In a recent article on the president’s initiative, the New York Times reports that personalized medicine involves a doctor prescribing treatment that targets a particular gene. National Institutes of Health Director Francis Collins talks excitedly about how inexpensive it has become to sequence individual genomes, creating new opportunities for such therapies. But whether someone has an ER+ tumor does not depend just on the presence of the ER gene in the genome. It hinges instead on the expression of that gene in cancerous cells. And as Krieger shows, this depends, in ways that are not yet fully understood, on individual life histories—prior chemical and drug exposures, stress, nutrition, and more.

This is not just a picky point. Understanding of genotype and phenotype affects where we invest our research dollars. Krieger did a quick word count on a 2012 NIH report devoted to minority health.
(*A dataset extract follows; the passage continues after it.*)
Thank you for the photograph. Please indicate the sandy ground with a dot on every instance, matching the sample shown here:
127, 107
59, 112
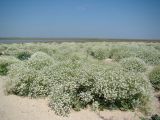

Words such as “genetic,” “gene,” and “genome” appeared eighty-seven times, while “social determinants” appeared only once, and there was no mention of poverty or racism, which cause stress that affects basic biology.

By focusing on genotypes rather than the development of phenotypes, we turn our dollars and our best research minds away from the process of disease formation and thus fail to learn how a more or a less dangerous phenotype becomes embodied. The less we know, the less likely it is that we can interfere with disease formation before it gains the upper hand in an individual body.